I like the "pet" format idea, but the functionality of the cat coming back is what makes this format sing. It could have been a generic zombie and work just the same, it's just cute that it's a big fluffy cat. But some kind of "commander" where you can partner with a pet, that'd be a sweet idea.
I’ll have to make a Dog alter of the card with All Dogs Go To Heaven art….
Okay it’s too much. Like I enjoy the idea but at this point you’d probably just be better off designing a brand new game. Like, this format is “ignore 90% of magic cards and the majority of play styles, no creatures or burn so none of the most popular play styles, also we have the most restrictive list possible, and also we’ve banned all the best cards for this super restrictive mana cost.”
The issue with this format is it gives you one thing you can do “have black cat out and play with a 40 card singleton deck”. Then it’s mostly things you can’t do followed by a bunch of cards you’d be losing out on to add so like, sure it’s 40 cards but you basically must have mental misstep and gut shot and skull clamp and a few others because why would you ever not?
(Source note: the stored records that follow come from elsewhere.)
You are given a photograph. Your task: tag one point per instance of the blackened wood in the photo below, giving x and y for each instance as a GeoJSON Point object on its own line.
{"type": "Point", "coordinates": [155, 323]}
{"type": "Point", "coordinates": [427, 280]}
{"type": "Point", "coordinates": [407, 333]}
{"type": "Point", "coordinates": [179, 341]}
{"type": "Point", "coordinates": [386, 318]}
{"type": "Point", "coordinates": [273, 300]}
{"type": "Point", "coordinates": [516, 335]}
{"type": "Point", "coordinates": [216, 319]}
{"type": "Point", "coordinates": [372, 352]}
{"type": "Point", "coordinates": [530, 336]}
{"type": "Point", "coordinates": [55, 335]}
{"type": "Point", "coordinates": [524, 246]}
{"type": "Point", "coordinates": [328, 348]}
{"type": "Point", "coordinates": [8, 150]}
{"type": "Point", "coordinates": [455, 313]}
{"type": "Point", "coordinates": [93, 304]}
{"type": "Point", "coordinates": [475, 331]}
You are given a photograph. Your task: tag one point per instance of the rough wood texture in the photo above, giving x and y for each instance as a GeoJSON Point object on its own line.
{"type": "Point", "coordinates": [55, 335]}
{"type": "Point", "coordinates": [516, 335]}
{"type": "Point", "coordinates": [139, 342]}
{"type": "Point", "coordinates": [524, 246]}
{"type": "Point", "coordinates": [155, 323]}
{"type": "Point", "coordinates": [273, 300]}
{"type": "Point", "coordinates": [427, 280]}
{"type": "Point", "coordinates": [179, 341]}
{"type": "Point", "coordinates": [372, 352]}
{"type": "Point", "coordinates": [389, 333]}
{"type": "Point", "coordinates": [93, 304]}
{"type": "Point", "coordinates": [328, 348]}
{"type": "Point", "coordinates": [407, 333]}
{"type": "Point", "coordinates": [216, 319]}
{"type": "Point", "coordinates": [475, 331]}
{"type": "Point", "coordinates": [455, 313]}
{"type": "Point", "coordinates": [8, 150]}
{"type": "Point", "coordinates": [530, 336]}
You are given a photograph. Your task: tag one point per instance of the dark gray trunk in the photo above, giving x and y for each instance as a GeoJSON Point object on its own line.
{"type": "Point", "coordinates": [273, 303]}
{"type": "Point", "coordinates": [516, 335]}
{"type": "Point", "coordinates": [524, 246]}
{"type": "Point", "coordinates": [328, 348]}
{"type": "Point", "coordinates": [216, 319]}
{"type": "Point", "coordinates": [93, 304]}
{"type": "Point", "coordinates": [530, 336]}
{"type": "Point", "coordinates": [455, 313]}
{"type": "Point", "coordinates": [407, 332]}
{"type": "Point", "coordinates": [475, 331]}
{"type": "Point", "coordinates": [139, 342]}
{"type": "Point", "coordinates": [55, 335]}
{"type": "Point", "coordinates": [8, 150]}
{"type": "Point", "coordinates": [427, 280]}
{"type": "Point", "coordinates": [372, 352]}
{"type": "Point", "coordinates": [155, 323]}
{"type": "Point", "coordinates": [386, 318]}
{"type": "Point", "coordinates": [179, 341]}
It just feels like the format is stale and solved before it’s even been played.
It pretty much is a new game to be honest, but with some toys we've had before.
To be honest, it's the most fun I've had playing magic in a decade. You'd be surprised how many competitive decks are viable, especially once you add in sideboards. Rakdos Aggro, Monoblue Control, Izzet Spellslinger, Monoblack control, are all viable archetypes. There's some overlap in decks, but not as much as you'd think. Playing Mono red aggro and Mental Misstepping somebody's game saving Fog is a rush I've never felt in any other format.